Font Size:

“Where did you get this?” he asks.

“No. You first.”

“Aten. This is no time to play games. Tell me.” His voice hardens, reminding me of the first time in the hall when we met.

“Who the fuck are they, and why are they here?”

Still, Orion holds his tongue.

Ten takes a steadying breath. “Two of them were inside the cells. They attacked Ever.”

For a split second, I see concern when he looks at his son, but he masks it well, and it’s gone in an instant when he sweeps his attention to me. “Inside The Court. The Tower?” he clarifies.

“Two. One of them got away.”

“You let one escape?” The accusation explodes from him.

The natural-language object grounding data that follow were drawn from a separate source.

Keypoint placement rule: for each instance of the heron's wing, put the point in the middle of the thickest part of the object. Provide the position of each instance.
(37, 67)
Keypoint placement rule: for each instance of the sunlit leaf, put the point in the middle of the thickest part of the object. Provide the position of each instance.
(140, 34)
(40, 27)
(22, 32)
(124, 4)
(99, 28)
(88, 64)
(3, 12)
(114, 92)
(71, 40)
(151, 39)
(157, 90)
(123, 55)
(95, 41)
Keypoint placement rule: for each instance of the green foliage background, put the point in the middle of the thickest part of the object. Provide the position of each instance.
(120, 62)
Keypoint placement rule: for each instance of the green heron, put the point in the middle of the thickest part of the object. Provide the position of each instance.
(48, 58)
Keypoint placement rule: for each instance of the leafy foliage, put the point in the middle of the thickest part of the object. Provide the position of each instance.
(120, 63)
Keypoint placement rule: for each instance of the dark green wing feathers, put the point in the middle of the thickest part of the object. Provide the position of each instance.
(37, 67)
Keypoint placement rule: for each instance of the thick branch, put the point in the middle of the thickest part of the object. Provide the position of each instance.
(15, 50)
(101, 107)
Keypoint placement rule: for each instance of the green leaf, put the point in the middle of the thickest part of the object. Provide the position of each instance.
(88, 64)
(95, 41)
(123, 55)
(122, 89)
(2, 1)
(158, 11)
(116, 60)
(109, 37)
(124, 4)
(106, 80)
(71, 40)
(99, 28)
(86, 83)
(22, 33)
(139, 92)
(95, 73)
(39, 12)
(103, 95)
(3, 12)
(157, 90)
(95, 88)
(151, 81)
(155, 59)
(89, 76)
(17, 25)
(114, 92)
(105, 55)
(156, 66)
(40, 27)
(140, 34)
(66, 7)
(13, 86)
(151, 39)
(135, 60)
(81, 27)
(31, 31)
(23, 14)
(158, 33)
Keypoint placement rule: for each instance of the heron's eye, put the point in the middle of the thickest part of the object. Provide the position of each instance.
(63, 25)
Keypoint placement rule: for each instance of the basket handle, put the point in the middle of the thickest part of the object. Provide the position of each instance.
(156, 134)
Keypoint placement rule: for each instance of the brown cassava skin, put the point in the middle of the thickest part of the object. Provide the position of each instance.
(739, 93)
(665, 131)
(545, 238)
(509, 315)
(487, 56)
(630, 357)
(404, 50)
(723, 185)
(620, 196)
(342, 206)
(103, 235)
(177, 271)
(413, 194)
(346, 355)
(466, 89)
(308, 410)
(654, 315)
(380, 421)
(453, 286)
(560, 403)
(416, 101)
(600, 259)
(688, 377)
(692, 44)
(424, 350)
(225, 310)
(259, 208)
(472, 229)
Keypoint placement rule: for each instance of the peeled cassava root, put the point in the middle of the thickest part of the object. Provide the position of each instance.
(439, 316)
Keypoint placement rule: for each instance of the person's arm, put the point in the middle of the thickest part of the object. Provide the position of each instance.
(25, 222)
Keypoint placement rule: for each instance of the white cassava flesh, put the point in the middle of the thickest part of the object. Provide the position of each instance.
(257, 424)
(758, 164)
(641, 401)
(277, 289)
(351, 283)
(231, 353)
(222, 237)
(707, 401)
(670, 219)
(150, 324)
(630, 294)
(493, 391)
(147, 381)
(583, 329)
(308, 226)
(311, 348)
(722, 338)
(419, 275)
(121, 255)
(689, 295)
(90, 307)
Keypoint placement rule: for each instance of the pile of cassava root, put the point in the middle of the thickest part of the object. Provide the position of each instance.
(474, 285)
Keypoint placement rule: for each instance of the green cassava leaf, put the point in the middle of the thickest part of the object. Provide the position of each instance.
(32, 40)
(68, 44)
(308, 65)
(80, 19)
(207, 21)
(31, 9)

“How did they get inside her fucking cell in the first place?” Ten shouts right back, and the ferocity in his voice sends chills down my spine. He’s angry because they came to hurtme.

They stand off against each other, neither wanting to give an inch or any kind of answer.

And then Orion slumps, almost dropping into the winged-back chair next to the table. “This isn’t Sunatora. Nor Nehandun. Or at least, it isn’t them officially, not from our information.”

“Then who? Who would carry the mark of Novandia and attack?”

“Novandia?”I ask Ten.

“A sun etched onto the silver disk, which I took off his shirt. Any symbol of the sun links back to the God.”

I nod and then turn to look at the rest of the office as Orion debates what or how much information to divulge to us, and I see a different side to the Kirrasia that’s been presented to me so far.

Maps with positions, flags, arrows, and pinned papers cover the wall near the door, and Orion’s desk is scattered with further information. All of it paints a very different picture to what the lessons have taught me about peace. I asked Kyra about the army, and I see it now. The Court and the people here might be peaceful, but what else is happening outside the borders? I’m learning all of this for the first time—learning a whole entire history of a world I didn’t know existed—and I can’t make the information line up. Are we being granted only the information provided at the discretion of the Orders to keep the peace? Or am I reading far too much into everything, and this is just what the head of the Warrior Order’s office should look like?

“You emptied The Court and sent the Warriors to reinforce the western defence because that’s where the alarm came from. I saw the movements. But what if that was a distraction?” Ten asks his father.

“A distraction?”

“Two men were in Ever’s cell. They took her pendant, so clearly meant to do her harm or, at the very least, incapacitate her. One is now dead. The other fled.” Ten’s voice is icy calm.

“He’ll be captured.” Orion’s voice is confident, but I have to stifle my scoff.

“You need to reinforce The Chamber quarters and Tower,” Ten tells his father.

“You don’t give me orders?—”

“They had a key.” I stop what is sure to be another argument. “I didn’t know who they were when they came to the door. I don’t recognise anyone outside of training, really. Kyra came to tell me that there was an attack but seemed so at ease about it that I didn’t worry. She called it a skirmish.”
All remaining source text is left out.